A typical example would be to observe someone you love, say your father or mother and because they smoke, you observe behaviours by them that appear to make smoking an attractive part of their character. If people genuinely like them, you subconsciously link being liked with smoking. In the opposite example, negatively, you observe a parent or a friend being stressed or abused, be it verbally or physically, and afterwards they light up a cigarette. The link then becomes one of survival itself. That is, if I am abused, a cigarette will help me to cope etc.

There are so many reasons why we end up becoming a smoker, for example, loneliness or not having many friends, you observe people giving cigarettes to their friends; the conscious logic (subconscious illogic) being that cigarettes can help to create friends and this then becomes an ideal builder of social networks or physical bonding. It creates mental awarenesses of key social attributes, e.g. acceptance, approval and love. If this bonding occurs within a loving relationship the link to cigarettes can become even stronger.

Another reason can be trauma based. You are involved in an accident or incident, e.g. 9/11 and you are offered a cigarette or even ask for one if you perceive some form of release; the link to smoking can be created. Despite the fact that there is nothing in a cigarette that helps people relax, people can or do feel relaxed after a cigarette. If you feel relaxed after a cigarette, any evidence, scientific or otherwise, to the contrary can be discounted.
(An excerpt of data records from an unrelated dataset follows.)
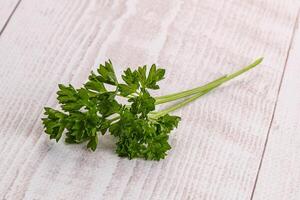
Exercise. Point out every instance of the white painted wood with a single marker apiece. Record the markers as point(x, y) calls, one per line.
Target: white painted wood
point(279, 177)
point(218, 146)
point(6, 8)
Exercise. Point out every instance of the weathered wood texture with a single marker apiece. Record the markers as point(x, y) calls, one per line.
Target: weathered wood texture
point(279, 177)
point(219, 143)
point(6, 9)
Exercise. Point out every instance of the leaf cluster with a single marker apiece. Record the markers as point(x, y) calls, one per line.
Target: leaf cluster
point(96, 108)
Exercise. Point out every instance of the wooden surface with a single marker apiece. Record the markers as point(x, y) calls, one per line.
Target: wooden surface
point(7, 9)
point(239, 142)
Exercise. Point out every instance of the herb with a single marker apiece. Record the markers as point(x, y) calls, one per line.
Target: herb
point(140, 131)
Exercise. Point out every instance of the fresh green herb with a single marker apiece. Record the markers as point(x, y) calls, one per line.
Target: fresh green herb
point(140, 131)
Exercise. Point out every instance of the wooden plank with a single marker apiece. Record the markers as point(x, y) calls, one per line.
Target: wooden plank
point(218, 146)
point(279, 177)
point(6, 9)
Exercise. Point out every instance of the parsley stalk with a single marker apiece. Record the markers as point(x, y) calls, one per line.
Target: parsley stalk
point(208, 86)
point(139, 130)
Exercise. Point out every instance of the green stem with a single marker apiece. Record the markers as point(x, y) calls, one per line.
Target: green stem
point(181, 104)
point(219, 81)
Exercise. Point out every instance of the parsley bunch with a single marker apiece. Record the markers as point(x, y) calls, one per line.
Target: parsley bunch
point(140, 131)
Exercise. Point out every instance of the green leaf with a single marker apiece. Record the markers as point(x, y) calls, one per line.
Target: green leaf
point(92, 144)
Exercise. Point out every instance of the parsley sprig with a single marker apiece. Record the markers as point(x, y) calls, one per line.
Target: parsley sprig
point(140, 130)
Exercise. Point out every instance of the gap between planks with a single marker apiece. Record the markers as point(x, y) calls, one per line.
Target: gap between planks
point(9, 17)
point(275, 106)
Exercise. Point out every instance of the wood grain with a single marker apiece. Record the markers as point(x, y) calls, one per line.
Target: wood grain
point(6, 10)
point(218, 146)
point(279, 177)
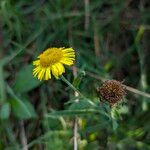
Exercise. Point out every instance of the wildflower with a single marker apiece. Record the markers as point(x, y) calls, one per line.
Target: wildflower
point(112, 91)
point(52, 61)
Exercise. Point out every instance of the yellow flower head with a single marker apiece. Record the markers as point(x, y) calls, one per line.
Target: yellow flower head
point(52, 61)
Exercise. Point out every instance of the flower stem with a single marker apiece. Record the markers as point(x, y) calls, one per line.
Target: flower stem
point(71, 86)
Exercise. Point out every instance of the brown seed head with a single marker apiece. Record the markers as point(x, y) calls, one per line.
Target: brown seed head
point(112, 91)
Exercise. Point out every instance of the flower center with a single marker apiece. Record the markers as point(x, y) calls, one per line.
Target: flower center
point(50, 57)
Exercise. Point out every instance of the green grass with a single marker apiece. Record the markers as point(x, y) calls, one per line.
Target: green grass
point(112, 42)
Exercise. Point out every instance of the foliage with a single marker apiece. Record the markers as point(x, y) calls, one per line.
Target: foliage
point(111, 42)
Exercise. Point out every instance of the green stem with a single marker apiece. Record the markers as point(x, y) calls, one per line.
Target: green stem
point(2, 86)
point(71, 86)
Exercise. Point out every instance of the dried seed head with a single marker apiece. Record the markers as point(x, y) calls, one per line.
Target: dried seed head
point(112, 91)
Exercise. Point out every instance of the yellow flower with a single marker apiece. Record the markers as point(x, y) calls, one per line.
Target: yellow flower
point(52, 61)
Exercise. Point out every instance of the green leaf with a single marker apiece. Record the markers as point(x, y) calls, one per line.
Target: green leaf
point(25, 80)
point(22, 109)
point(75, 112)
point(81, 104)
point(77, 80)
point(5, 111)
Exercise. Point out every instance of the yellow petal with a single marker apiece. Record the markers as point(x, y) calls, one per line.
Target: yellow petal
point(41, 74)
point(67, 61)
point(60, 68)
point(68, 50)
point(55, 71)
point(36, 62)
point(48, 74)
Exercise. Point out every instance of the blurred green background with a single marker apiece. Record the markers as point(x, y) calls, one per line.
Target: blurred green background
point(111, 40)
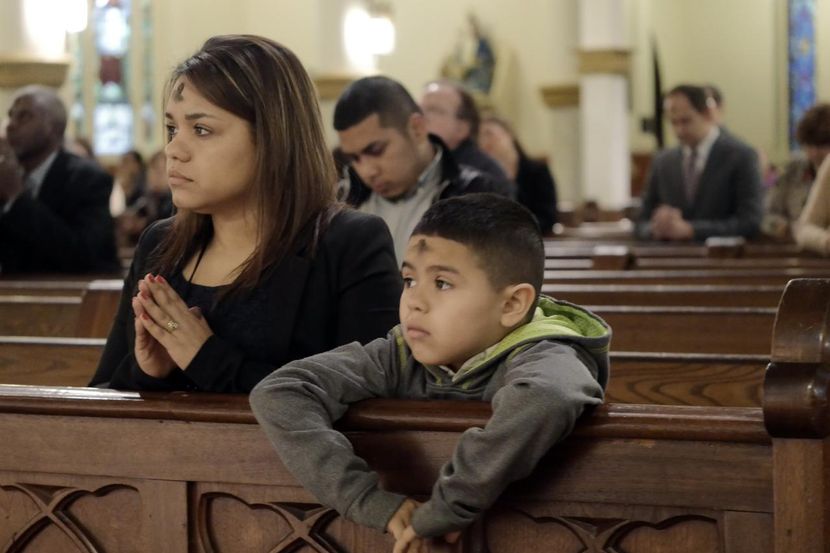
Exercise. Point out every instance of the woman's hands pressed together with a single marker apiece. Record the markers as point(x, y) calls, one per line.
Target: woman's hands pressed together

Some reasons people start to smoke are:

  • Being goaded by friends, I dare you,
  • Being part of the in-crowd (friends do it)
  • It makes you feel cool
  • Hey look at me, I’m all grown-up
  • Just to be rebellious, or buck authority
  • OP’s (other peoples) are easy to smoke and they’re free
  • The influence of significant people, e.g. parents, friends actors, people you respect or admire
  • A way to lose weight, nicotine suppresses the appetite
  • To make you feel calm or relaxed

Despite the fact that there are more information and evidence about the ills of smoking, people, especially the young, continue to smoke or take up the habit. Governments worldwide appear at one level to be anti-smoking, yet they make millions in taxes. Although they may pay some of that back in healthcare costs, in many countries health care is paid for by some form of insurance; and smokers pay higher premiums!

Tobacco manufacturers have boosted the nicotine content in tobacco products and created devious ways to increase the number of draws on each cigarette. Researchers have found the amount of nicotine consumed, per cigarette, rose by approx of 1.6 per cent per year between 1998 and 2005 across most cigarette market categories (mentholated, non-mentholated, full-strength, light, ultra-light, etc.). This represents an increase of approx.. 11 per cent of nicotine content per cigarette over a seven-year period. These higher levels of nicotine make it a little harder for you to quit, but it is still doable!

Classical (Pavlovian) conditioning creates links between behaviour and external triggers. E.g. the first thing you do in the morning is to light up, the process of awakening stimulates the conditioned response of smoking. After or during a cup of coffee, you have a cigarette. The coffee creates the desire or needs to smoke; the same goes for a beer or wine etc. Dr Pavlov was able to make dogs salivate just ringing a bell that had been associated with the dog's feeding time. Seeing friends smoking cigarettes, watching movies where the actors smoke, or the smell of cigarette smoke may trigger the psychological desire to smoke.

Some reasons people smoke are:

  • To reduce anxiety or nervousness
  • To create calm when you are angry
  • To satiate the desire to smoke
  • To assuage feelings angst or restlessness
  • Social bonding
  • The appearance of being relaxed
  • A distraction from mundane work
  • During a coffee or tea break (or at the pub)
  • Following sex
  • Time passes quickly when we smoke; doesn’t it.
  • The greatest traffic jam release method ever invented (yeah right)
  • It helps you concentrate better

The apparent, perhaps undeniable, truth seems to be; no matter whatever you may think about smoking or any value you perceive to come from smoking is simply an illusion. The only people who really benefit from you smoking; are the cigarette Companies, retailers and Governments. Psychologically you have been conditioned and primed to smoke and that just means, you are a duped but somewhat willing participant in your own dis-enrichment!